Question bout IPO loss vs DPO loss
MoonBlvd opened this issue · 1 comments
MoonBlvd commented
Thanks for the great work!
I'm looking at the IPO loss and DPO losses here:
pi_logratios = policy_chosen_logps - policy_rejected_logps
ref_logratios = reference_chosen_logps - reference_rejected_logps
if reference_free:
ref_logratios = 0
logits = pi_logratios - ref_logratios # also known as h_{\pi_\theta}^{y_w,y_l}
if ipo:
losses = (logits - 1/(2 * beta)) ** 2 # Eq. 17 of https://arxiv.org/pdf/2310.12036v2.pdf
else:
# Eq. 3 https://ericmitchell.ai/cdpo.pdf; label_smoothing=0 gives original DPO (Eq. 7 of https://arxiv.org/pdf/2305.18290.pdf)

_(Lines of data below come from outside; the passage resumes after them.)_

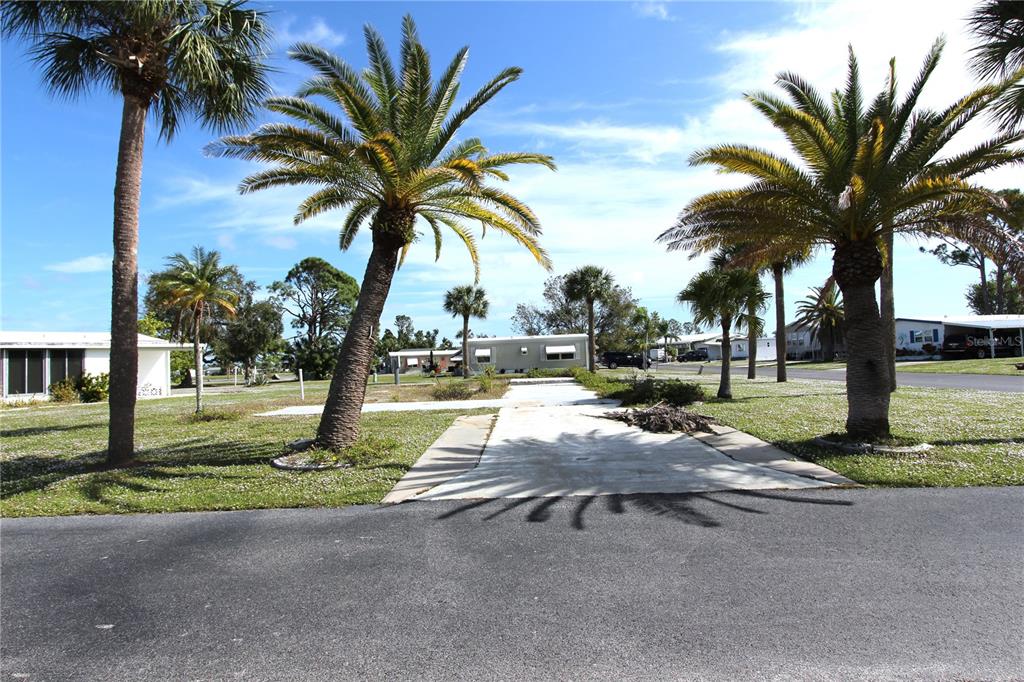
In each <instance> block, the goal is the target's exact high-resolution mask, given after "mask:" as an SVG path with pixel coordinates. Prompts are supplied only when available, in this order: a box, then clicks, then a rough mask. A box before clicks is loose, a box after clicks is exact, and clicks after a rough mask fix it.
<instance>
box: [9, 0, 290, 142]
mask: <svg viewBox="0 0 1024 682" xmlns="http://www.w3.org/2000/svg"><path fill="white" fill-rule="evenodd" d="M0 11H2V28H3V32H4V34H8V35H10V34H13V35H23V36H26V37H29V38H31V39H32V40H33V42H34V44H35V47H34V48H33V50H32V54H33V57H34V59H35V60H36V61H37V62H38V63H39V65H40V66H41V67H42V69H43V78H44V80H45V82H46V84H47V86H48V87H49V88H50V90H52V91H53V92H54V93H55V94H57V95H60V96H63V97H75V96H78V95H80V94H83V93H85V92H86V91H88V90H89V89H90V88H91V87H93V86H94V85H96V84H99V85H100V86H103V87H106V88H109V89H110V90H112V91H114V92H117V93H120V94H124V95H132V96H136V97H139V98H140V99H142V100H143V101H144V102H146V104H147V105H150V106H151V108H153V109H154V110H155V111H154V113H155V115H156V117H157V119H158V120H159V122H160V133H161V137H163V138H164V139H170V138H171V137H172V136H173V135H174V133H175V132H176V131H177V129H178V125H179V121H180V120H181V118H182V117H183V116H190V115H191V116H196V117H197V118H198V119H199V120H200V122H201V123H202V124H203V125H205V126H207V127H209V128H212V129H214V130H217V131H223V130H226V129H228V128H231V127H233V126H236V125H241V124H245V123H247V122H249V121H251V120H252V118H253V116H254V114H255V106H256V105H257V104H258V102H259V101H260V100H261V99H262V98H263V97H265V96H266V95H267V94H268V93H269V92H270V86H269V83H268V82H267V73H268V69H267V67H265V66H264V65H263V58H264V56H265V55H266V53H267V51H268V45H269V38H270V35H269V28H268V27H267V24H266V19H265V14H264V12H260V11H257V10H254V9H248V8H246V7H245V3H244V2H242V1H233V2H232V1H228V2H222V1H220V0H134V1H133V2H120V1H102V0H100V1H94V0H90V1H88V2H46V1H42V2H4V3H3V4H2V5H0Z"/></svg>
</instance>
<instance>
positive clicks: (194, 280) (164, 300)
mask: <svg viewBox="0 0 1024 682" xmlns="http://www.w3.org/2000/svg"><path fill="white" fill-rule="evenodd" d="M239 281H240V278H239V273H238V270H237V269H236V268H234V266H233V265H221V264H220V254H219V253H218V252H216V251H206V250H205V249H203V247H193V250H191V257H189V256H186V255H184V254H182V253H176V254H174V255H173V256H171V257H170V258H168V259H167V269H166V270H164V271H162V272H157V273H156V274H154V275H153V280H152V282H153V286H154V293H155V294H156V299H157V302H158V304H159V305H160V306H162V307H165V308H169V309H172V310H176V311H177V318H176V321H175V324H174V328H173V334H174V336H178V334H179V333H181V332H182V331H184V330H182V327H183V326H187V327H188V330H187V331H188V333H189V335H191V336H195V334H196V332H197V329H196V327H197V326H198V325H199V324H201V321H202V318H203V317H205V316H208V314H209V312H211V311H212V310H213V309H215V308H216V309H219V310H222V311H223V312H225V313H226V314H227V316H229V317H231V316H233V315H234V305H236V303H238V300H239V291H238V290H237V286H238V283H239Z"/></svg>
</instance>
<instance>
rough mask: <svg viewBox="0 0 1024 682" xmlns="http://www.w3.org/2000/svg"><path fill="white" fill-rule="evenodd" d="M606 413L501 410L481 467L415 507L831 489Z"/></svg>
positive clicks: (685, 435)
mask: <svg viewBox="0 0 1024 682" xmlns="http://www.w3.org/2000/svg"><path fill="white" fill-rule="evenodd" d="M608 410H609V409H608V408H607V407H596V406H570V407H544V408H503V409H502V410H501V412H499V414H498V421H497V422H496V423H495V427H494V431H493V432H492V433H490V437H489V439H488V440H487V443H486V446H485V447H484V450H483V453H482V454H481V456H480V460H479V464H477V466H476V467H475V468H473V469H471V470H469V471H466V472H465V473H462V474H459V475H457V476H455V477H453V478H451V479H449V480H446V481H444V482H442V483H440V484H439V485H437V486H435V487H433V488H431V489H430V491H428V492H427V493H424V494H422V495H420V496H419V497H417V498H416V499H417V500H459V499H473V498H538V497H565V496H591V495H632V494H636V493H707V492H710V491H735V489H767V488H806V487H827V486H829V483H826V482H824V481H820V480H815V479H812V478H805V477H802V476H797V475H794V474H790V473H783V472H781V471H777V470H774V469H770V468H767V467H763V466H758V465H755V464H748V463H744V462H739V461H736V460H734V459H732V458H730V457H727V456H725V455H723V454H722V453H721V452H719V451H717V450H716V449H714V447H712V446H710V445H708V444H706V443H703V442H701V441H700V440H698V439H696V438H694V437H692V436H689V435H683V434H671V433H649V432H646V431H642V430H640V429H639V428H635V427H631V426H627V425H626V424H624V423H622V422H617V421H612V420H610V419H604V418H603V415H604V414H606V413H607V412H608Z"/></svg>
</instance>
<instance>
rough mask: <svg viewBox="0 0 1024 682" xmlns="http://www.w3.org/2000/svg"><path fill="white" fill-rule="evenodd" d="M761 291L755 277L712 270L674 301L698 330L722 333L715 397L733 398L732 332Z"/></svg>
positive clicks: (706, 270) (745, 274) (687, 286)
mask: <svg viewBox="0 0 1024 682" xmlns="http://www.w3.org/2000/svg"><path fill="white" fill-rule="evenodd" d="M760 288H761V283H760V281H759V280H758V278H757V275H756V274H754V273H752V272H751V271H750V270H745V269H741V268H729V269H723V268H718V267H713V268H711V269H709V270H705V271H703V272H699V273H697V274H696V275H694V276H693V279H692V280H690V282H689V284H687V285H686V288H685V289H683V290H682V291H681V292H679V295H678V296H677V297H676V299H677V300H678V301H679V302H680V303H683V304H685V305H689V308H690V312H691V313H692V314H693V323H694V324H695V325H699V326H708V327H715V326H720V327H721V329H722V378H721V379H720V381H719V385H718V397H720V398H731V397H732V381H731V376H730V374H729V373H730V371H731V366H732V338H731V332H732V328H733V325H734V323H736V322H737V319H738V318H739V317H740V316H742V315H744V314H746V313H748V310H749V301H750V299H751V298H752V296H754V295H755V294H756V291H757V290H759V289H760Z"/></svg>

losses = -F.logsigmoid(beta * logits) * (1 - label_smoothing) - F.logsigmoid(-beta * logits) * label_smoothing
chosen_rewards = beta * (policy_chosen_logps - reference_chosen_logps).detach()
rejected_rewards = beta * (policy_rejected_logps - reference_rejected_logps).detach()
return losses, chosen_rewards, rejected_rewards
is it correct to minimize losses = (logits - 1/(2 * beta)) ** 2
?
wouldn't this minimize policy_chosen_logps
and maximize policy_rejected_logps
?
Seems your implementation is the same to the Algorithm 1 in the original IPO paper, just in case the original paper also made a mistake.
yata0 commented
The IPO loss means to minimize the distance between logits and 1/(2*beta), rather than minimize the logits. You can check the gradients of IPO loss and DPO loss.